Tracking marker helper (state-changing modes only)

start and stop write a fulfilled.zskills-dashboard.<id> marker under .zskills/tracking/zskills-dashboard.<id>/. status is read-only and writes nothing (per Phase 8 spec — avoids flooding tracking with one subdir per status check).

if [ -f "${CLAUDE_PLUGIN_ROOT}/skills/update-zskills/scripts/zskills-resolve-config.sh" ]; then
  export CLAUDE_PLUGIN_ROOT="${CLAUDE_PLUGIN_ROOT}"
  . "${CLAUDE_PLUGIN_ROOT}/skills/update-zskills/scripts/zskills-resolve-config.sh"
else
  . "$CLAUDE_PROJECT_DIR/.claude/skills/update-zskills/scripts/zskills-resolve-config.sh"
fi
write_tracking_marker() {
  local mode="$1" pid_val="${2:-}" port_val="${3:-}"
  local raw="zskills-dashboard-$(date -u +%Y%m%dT%H%M%SZ)"
  local id
  id=$(bash "$SANITIZE_SCRIPT" "$raw")
  local subdir="$MAIN_ROOT/.zskills/tracking/zskills-dashboard.$id"
  mkdir -p "$subdir"
  local marker="$subdir/fulfilled.zskills-dashboard.$id"
  {
    printf 'skill: zskills-dashboard\n'
    printf 'id: %s\n' "$id"
    printf 'mode: %s\n' "$mode"
    [ -n "$pid_val" ] && printf 'pid: %s\n' "$pid_val"
    [ -n "$port_val" ] && printf 'port: %s\n' "$port_val"
    printf 'status: complete\n'
    printf 'date: %s\n' "$(TZ="${TIMEZONE:-UTC}" date -Iseconds)"
  } > "$marker"
  echo "ZSKILLS_PIPELINE_ID=zskills-dashboard.$id"
}

Mode dispatch

SUB="${ARGUMENTS:-status}"
SUB=$(printf '%s' "$SUB" | tr -d '[:space:]' | tr '[:upper:]' '[:lower:]')
[ -z "$SUB" ] && SUB="status"

case "$SUB" in
  start)   ;;
  stop)    ;;
  status)  ;;
  restart) ;;
  *)
    echo "Usage: /zskills-dashboard [start|stop|status|restart]" >&2
    exit 2
    ;;
esac

start — launch detached server

Run start as a single Bash invocation. Resolving $PYTHON, the pre-flight check, and the detached launch share one shell — execute the steps below inline as one command; do NOT compile them into a helper script (e.g. .zskills/dashboard-run.sh).
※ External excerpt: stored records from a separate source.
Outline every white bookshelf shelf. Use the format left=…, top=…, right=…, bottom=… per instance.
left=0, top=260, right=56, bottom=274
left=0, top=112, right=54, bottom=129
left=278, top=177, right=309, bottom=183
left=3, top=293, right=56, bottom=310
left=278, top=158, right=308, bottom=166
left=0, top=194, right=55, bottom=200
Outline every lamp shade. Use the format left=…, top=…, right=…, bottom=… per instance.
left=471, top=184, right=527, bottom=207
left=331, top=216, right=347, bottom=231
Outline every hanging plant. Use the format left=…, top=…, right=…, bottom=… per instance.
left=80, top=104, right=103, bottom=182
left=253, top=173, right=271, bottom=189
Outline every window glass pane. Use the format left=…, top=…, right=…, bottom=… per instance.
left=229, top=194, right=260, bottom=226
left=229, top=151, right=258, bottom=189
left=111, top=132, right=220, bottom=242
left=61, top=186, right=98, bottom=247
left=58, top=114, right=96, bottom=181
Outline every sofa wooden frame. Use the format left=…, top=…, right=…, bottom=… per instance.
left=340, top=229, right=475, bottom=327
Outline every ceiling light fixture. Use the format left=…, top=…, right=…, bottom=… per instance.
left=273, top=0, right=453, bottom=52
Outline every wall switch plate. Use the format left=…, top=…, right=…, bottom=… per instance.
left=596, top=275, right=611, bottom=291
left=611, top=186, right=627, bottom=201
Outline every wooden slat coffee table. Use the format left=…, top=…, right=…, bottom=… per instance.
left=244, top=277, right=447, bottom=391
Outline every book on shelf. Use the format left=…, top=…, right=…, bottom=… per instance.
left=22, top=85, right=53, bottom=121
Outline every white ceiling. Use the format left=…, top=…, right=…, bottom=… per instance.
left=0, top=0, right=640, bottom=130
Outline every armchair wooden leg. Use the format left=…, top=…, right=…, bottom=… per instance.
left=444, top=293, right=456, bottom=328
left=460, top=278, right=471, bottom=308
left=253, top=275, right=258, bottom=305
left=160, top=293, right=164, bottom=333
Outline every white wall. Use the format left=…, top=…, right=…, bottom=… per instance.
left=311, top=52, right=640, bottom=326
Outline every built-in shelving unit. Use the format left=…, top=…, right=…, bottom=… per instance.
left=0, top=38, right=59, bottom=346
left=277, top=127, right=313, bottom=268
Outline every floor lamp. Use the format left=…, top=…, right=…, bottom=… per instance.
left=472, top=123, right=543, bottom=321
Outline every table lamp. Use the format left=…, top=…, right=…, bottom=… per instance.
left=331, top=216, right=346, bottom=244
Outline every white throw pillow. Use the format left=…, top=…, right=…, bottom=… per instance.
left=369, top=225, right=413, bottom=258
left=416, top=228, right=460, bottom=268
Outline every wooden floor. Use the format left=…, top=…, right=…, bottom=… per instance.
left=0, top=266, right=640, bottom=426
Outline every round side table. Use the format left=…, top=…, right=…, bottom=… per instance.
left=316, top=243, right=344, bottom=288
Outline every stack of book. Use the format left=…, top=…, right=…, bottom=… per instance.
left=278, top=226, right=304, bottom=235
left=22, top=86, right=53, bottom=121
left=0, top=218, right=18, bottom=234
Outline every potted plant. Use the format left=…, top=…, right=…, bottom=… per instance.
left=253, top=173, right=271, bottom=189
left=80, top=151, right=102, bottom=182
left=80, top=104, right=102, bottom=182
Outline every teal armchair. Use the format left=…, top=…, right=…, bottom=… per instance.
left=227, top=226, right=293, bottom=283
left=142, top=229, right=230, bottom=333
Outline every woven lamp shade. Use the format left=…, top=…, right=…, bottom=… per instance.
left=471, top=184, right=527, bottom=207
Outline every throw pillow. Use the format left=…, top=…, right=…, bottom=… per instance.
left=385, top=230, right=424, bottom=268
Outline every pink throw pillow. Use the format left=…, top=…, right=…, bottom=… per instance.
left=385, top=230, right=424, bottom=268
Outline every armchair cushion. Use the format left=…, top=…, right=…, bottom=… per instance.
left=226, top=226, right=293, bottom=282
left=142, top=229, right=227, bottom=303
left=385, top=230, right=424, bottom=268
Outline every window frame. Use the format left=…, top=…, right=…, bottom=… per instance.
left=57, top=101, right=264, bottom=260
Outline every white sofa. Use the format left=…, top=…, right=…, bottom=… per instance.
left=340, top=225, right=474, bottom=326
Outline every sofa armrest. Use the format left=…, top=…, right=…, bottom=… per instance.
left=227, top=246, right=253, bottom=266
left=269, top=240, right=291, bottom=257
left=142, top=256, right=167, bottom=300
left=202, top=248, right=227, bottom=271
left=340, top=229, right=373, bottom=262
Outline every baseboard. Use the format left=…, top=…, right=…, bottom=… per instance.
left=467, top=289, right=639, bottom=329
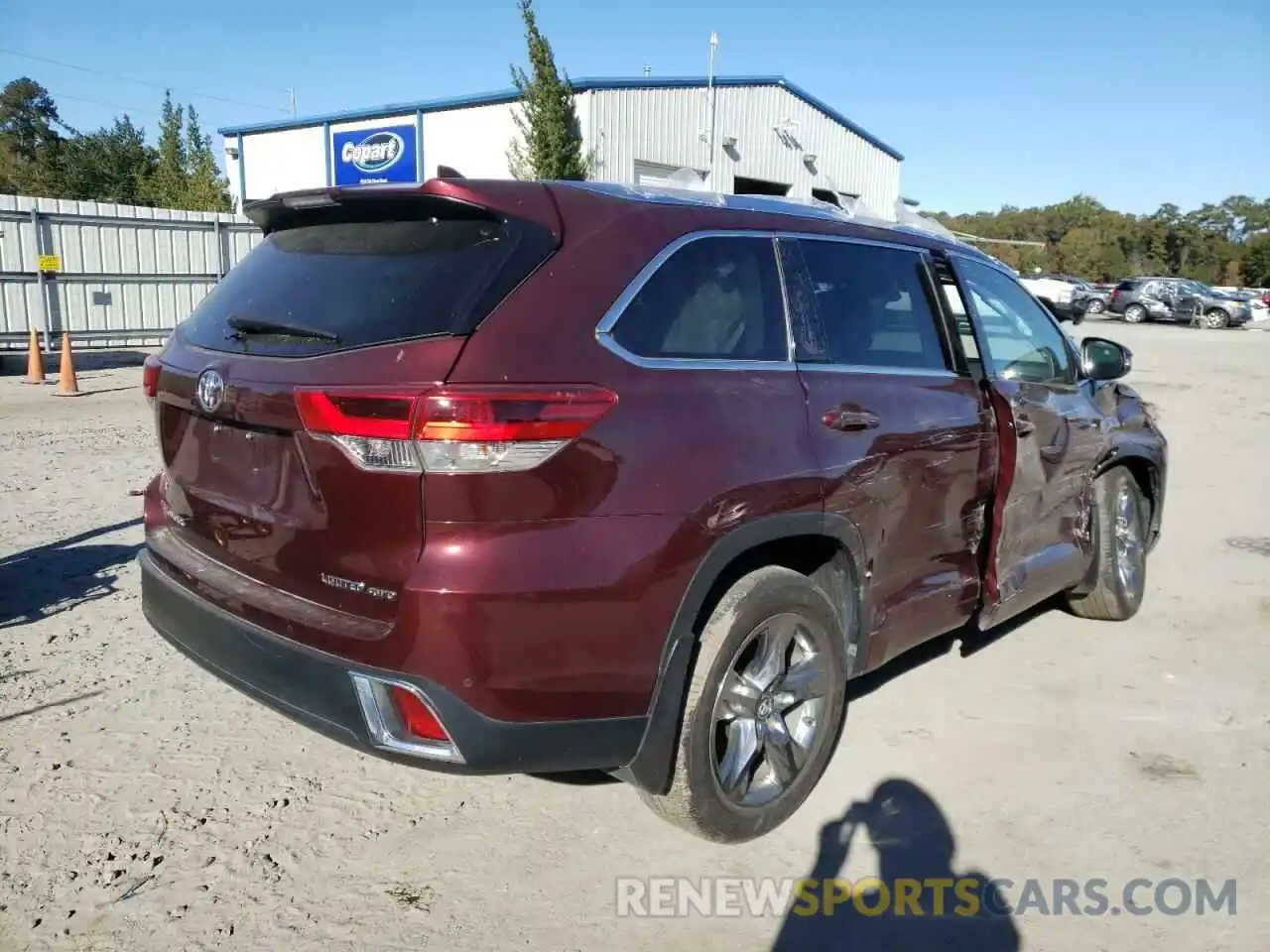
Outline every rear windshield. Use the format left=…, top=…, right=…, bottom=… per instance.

  1. Inspect existing PID file. If present, parse pid and port via BASH_REMATCH, run liveness + identity check. On match, announce "already running" and exit 0. On mismatch, warn and remove the stale PID file before continuing.

  2. Resolve the port. Invoke the canonical port.sh (Phase 5's resolution chain — DEV_PORT env > dev_server.default_port > stub callout > built-in mapping).
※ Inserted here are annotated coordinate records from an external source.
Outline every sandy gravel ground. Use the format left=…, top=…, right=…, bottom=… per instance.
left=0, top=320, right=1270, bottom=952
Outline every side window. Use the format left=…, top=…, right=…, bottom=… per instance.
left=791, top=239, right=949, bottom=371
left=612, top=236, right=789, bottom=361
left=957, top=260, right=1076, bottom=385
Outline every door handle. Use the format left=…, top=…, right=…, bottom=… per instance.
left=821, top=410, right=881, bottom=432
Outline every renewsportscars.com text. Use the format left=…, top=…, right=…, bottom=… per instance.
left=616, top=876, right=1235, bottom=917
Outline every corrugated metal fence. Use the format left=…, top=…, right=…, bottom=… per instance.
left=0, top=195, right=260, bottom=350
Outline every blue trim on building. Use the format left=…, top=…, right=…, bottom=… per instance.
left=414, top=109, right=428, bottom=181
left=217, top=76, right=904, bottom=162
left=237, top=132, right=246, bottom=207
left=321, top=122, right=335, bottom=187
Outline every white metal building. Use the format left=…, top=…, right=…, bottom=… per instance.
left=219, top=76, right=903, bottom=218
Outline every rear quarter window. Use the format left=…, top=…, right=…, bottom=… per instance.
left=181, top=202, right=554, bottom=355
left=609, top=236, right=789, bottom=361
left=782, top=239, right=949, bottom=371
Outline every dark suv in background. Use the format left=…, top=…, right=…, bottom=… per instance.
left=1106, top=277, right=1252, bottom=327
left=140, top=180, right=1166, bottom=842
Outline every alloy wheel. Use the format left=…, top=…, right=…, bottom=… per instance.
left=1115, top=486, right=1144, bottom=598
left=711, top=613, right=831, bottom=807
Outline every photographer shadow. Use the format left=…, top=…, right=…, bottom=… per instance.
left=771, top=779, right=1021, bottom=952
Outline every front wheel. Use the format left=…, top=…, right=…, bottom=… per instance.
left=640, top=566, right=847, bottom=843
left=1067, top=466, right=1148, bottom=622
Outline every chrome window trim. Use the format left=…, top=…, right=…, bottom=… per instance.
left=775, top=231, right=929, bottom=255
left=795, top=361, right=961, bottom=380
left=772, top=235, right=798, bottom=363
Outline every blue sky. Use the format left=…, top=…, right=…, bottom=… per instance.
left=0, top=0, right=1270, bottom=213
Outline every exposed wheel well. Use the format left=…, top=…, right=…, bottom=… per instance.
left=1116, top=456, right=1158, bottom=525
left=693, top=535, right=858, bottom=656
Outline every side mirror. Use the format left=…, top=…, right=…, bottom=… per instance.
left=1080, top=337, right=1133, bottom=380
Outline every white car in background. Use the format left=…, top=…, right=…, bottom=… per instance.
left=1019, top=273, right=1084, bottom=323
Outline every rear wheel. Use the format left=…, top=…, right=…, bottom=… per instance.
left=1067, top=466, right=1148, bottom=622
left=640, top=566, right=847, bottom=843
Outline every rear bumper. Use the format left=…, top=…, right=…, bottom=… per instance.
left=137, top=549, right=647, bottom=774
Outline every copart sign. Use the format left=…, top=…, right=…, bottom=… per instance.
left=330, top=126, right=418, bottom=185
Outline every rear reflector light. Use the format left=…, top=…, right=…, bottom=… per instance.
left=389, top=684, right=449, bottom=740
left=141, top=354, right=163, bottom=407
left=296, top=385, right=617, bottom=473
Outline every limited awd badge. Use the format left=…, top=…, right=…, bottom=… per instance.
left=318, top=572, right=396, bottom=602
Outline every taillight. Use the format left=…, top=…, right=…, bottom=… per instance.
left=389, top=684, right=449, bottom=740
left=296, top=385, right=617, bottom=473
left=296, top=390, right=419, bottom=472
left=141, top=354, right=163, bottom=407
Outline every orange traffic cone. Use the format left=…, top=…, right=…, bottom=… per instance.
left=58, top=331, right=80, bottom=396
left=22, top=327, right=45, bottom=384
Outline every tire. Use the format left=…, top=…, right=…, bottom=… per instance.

  3. Pre-flight. If something is already listening on the port, print the friendly busy diagnostic and exit 2.

  4. Launch detached. nohup "$PYTHON" -m zskills_monitor.server under cd "$MAIN_ROOT" with PYTHONPATH pointing at $MAIN_ROOT/skills/zskills-dashboard/scripts so the package is on sys.path (per DA-5). Redirect stdout+stderr to .zskills/dashboard-server.log; close stdin to prevent terminal read-block; disown so the process is detached from the parent shell job table.

  5. Verify. Sleep briefly, then curl -sf http://127.0.0.1:$PORT/api/health and require "status":"ok". On success, print the URL and exit 0; on failure, print the last 20 lines of the log and exit 1 (do NOT SIGTERM — there may be nothing running).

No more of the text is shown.